Let $a, b, c ∈ R$, $a^{2}+b^{2}+c^{2}=1$and $A = ab + bc + ca$. Then $A$:
(A) $-\tfrac{1}{2}< A < 1 $
(B).$ −1 < A < 1$
(C) $-\tfrac{1}{2}< A \leq 1 $
(D) $-\tfrac{1}{2}\leq A \leq 1 $
$$\left ( a+b+c \right )^{2}= \left ( \left ( a+b \right )+c \right )^{2}$$ $$\Rightarrow \left ( a^{2}+b^{2}+2ab \right )+c^{2}+ 2\left ( a+b \right )c$$ $$\Rightarrow \left ( a^{2}+b^{2}+c^{2} \right ) +2\left ( ab + bc + ca \right )$$ $$\Rightarrow 1+2A\geq 0$$
$$\Rightarrow A\geq -\frac{1}{2}$$
I got the left hand constraint of A but i don't know how to proceed and find the upper limit.
Is this correct? and so do i automatically select option (D)
Any help will be appreciated.
It is obvious that $A=1$ can be reached, simply set $a=b=c$. This already gets rid of option (A) and (B). Since (D) includes (C) (that is, if (C) is true then (D) must also be true), one of the answers must be (D).
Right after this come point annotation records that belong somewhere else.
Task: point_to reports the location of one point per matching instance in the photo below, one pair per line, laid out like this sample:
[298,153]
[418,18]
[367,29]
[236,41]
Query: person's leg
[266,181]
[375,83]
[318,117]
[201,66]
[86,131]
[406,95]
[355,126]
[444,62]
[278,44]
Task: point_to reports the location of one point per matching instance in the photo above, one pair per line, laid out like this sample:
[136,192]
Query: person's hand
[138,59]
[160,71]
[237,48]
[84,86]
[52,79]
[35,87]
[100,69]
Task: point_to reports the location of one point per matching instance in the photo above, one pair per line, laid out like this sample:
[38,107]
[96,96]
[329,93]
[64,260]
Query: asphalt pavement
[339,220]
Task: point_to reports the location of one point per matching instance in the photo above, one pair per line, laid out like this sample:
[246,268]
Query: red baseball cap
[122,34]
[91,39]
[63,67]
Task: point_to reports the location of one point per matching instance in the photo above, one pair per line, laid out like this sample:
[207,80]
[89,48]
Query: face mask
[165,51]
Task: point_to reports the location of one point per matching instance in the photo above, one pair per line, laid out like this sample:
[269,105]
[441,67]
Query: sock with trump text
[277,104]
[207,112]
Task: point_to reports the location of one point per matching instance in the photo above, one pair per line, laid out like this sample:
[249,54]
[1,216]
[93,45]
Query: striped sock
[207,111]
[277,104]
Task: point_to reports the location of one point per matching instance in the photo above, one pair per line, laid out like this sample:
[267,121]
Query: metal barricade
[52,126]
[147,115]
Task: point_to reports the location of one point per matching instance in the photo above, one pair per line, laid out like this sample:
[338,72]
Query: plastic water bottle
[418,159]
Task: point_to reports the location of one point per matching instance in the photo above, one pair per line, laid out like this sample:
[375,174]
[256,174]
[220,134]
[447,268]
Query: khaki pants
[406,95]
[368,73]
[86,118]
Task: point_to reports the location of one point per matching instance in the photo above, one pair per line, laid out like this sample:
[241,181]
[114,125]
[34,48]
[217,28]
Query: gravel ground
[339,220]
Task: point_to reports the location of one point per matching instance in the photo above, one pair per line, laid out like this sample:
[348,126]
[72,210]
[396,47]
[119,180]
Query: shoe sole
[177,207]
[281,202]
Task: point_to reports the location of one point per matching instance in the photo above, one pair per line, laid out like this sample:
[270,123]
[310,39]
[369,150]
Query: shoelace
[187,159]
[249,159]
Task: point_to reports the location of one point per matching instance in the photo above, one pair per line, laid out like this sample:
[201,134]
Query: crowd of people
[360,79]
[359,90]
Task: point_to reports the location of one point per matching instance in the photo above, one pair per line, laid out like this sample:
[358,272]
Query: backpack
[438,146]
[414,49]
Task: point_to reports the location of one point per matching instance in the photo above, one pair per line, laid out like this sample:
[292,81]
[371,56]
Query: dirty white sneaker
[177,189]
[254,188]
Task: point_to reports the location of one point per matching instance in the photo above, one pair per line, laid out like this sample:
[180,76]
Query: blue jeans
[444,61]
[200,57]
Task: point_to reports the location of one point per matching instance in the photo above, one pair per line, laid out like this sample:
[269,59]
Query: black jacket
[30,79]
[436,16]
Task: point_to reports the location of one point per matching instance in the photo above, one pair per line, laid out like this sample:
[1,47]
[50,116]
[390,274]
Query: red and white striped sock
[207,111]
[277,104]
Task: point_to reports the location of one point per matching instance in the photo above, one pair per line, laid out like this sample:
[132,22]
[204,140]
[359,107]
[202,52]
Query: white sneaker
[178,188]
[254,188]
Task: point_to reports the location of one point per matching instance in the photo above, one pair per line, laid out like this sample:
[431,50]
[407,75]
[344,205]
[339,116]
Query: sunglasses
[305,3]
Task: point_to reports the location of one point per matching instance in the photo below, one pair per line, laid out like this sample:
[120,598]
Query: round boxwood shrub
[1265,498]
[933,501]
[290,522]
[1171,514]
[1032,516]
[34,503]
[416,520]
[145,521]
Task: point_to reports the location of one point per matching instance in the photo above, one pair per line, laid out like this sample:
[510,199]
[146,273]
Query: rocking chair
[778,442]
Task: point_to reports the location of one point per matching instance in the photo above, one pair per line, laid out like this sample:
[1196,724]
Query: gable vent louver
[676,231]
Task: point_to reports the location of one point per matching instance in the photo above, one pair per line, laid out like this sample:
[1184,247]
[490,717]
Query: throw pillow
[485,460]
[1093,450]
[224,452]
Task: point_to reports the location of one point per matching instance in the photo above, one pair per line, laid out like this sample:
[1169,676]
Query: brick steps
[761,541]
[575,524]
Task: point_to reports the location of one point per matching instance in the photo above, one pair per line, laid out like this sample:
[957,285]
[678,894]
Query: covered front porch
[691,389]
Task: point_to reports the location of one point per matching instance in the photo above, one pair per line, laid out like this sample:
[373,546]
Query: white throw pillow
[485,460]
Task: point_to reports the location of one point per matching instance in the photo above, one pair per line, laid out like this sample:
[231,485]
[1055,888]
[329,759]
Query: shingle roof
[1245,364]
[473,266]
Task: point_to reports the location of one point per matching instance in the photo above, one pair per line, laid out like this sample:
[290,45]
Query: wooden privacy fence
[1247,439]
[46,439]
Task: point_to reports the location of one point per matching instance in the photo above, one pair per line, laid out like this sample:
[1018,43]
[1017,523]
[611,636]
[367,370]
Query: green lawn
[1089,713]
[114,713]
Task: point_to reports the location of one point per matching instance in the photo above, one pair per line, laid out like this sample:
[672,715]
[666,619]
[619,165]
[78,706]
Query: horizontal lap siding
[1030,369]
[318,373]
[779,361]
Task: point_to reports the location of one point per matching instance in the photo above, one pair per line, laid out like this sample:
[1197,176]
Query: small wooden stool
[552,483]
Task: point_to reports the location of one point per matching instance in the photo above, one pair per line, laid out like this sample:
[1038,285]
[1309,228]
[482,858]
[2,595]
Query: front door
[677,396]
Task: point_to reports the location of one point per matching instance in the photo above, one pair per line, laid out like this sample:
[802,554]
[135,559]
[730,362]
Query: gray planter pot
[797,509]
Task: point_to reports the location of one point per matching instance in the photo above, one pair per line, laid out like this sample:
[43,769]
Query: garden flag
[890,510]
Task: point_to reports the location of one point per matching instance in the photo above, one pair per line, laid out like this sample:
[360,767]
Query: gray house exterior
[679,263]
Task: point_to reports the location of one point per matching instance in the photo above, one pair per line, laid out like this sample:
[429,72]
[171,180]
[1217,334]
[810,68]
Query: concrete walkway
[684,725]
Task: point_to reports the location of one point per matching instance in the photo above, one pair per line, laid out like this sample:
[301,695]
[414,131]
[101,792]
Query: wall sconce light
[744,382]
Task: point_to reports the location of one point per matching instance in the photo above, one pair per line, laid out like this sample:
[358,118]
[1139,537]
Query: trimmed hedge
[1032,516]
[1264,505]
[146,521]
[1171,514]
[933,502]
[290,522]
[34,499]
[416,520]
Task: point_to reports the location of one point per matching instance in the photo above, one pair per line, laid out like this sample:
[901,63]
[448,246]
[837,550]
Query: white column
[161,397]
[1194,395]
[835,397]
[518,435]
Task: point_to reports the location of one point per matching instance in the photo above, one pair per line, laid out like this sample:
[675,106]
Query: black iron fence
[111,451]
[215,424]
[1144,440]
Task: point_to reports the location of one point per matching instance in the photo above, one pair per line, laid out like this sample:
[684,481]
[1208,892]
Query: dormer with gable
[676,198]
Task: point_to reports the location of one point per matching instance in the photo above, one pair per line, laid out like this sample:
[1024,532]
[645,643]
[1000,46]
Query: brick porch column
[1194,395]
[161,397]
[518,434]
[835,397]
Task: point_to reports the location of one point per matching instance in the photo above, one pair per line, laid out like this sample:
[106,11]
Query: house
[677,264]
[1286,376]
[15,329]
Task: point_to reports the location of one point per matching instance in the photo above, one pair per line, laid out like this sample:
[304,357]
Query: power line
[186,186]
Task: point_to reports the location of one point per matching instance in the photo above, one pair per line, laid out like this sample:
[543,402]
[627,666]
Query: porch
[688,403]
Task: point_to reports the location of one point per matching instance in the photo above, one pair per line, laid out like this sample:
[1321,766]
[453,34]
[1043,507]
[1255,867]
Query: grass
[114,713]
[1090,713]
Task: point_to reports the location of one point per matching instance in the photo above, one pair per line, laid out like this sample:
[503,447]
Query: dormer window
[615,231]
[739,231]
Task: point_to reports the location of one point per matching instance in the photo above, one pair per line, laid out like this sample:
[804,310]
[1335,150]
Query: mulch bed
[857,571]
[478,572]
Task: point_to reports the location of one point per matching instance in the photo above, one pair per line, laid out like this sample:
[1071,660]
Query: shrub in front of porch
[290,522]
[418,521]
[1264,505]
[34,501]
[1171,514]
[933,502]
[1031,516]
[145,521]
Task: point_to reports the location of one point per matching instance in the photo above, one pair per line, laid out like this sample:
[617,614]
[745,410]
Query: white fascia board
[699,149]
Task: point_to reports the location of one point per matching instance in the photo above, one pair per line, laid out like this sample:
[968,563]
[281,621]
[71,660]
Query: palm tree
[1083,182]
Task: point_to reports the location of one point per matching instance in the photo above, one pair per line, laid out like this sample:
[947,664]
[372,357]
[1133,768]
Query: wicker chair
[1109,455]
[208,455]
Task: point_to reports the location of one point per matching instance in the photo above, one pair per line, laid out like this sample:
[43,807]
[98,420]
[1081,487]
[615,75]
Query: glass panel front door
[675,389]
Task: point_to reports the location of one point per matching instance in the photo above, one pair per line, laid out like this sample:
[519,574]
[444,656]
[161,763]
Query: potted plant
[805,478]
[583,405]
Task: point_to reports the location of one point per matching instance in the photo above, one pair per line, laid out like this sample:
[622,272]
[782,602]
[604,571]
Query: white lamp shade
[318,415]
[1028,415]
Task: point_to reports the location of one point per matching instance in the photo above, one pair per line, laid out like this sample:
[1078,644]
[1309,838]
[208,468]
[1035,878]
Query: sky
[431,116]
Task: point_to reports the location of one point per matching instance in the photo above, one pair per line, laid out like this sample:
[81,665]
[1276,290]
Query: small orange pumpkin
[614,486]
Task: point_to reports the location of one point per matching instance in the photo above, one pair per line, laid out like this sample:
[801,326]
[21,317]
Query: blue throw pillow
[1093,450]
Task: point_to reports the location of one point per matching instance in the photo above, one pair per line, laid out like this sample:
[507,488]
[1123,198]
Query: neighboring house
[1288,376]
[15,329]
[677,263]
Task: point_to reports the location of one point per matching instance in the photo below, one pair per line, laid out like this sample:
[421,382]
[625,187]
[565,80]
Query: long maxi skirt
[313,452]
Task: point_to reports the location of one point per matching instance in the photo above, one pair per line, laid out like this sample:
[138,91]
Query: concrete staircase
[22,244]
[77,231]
The question now is: can $A=\frac12$ occur?
Well, in the reasoning
\begin{align} (a+b+c)^2&\geq 0\\ a^2+b^2+c^2+2(ab+bc+ca)&\geq 0\\ 1+2A&\geq 0\\ A&\geq -\tfrac12\\ \end{align}
what do we need for equality? We merely need to have the first expression to have an equality, that is, $a+b+c=0$. Now we need to find $a,b,c$ with $a+b+c=0$ and $a^2+b^2+c^2=1$. Substitution yields $a^2+b^2+(-a-b)^2=1$ or
$$a^2+ab+(b^2-\tfrac12)=0$$
which is simply a quadratic in $a$ and thus solvable, making $A=\frac12$ possible. The only answer can be (D).
To give explicit $a,b,c$ with $A=-\frac12$: solving the quadratic yields
\begin{align} a&=\tfrac12-\tfrac 16\sqrt{3}\\ b&=\tfrac13\sqrt{3}\\ c&=-\tfrac12-\tfrac 16\sqrt{3} \end{align}
so that $a^2+b^2+c^2=1$ and $A=ab+bc+ca=-\frac12$.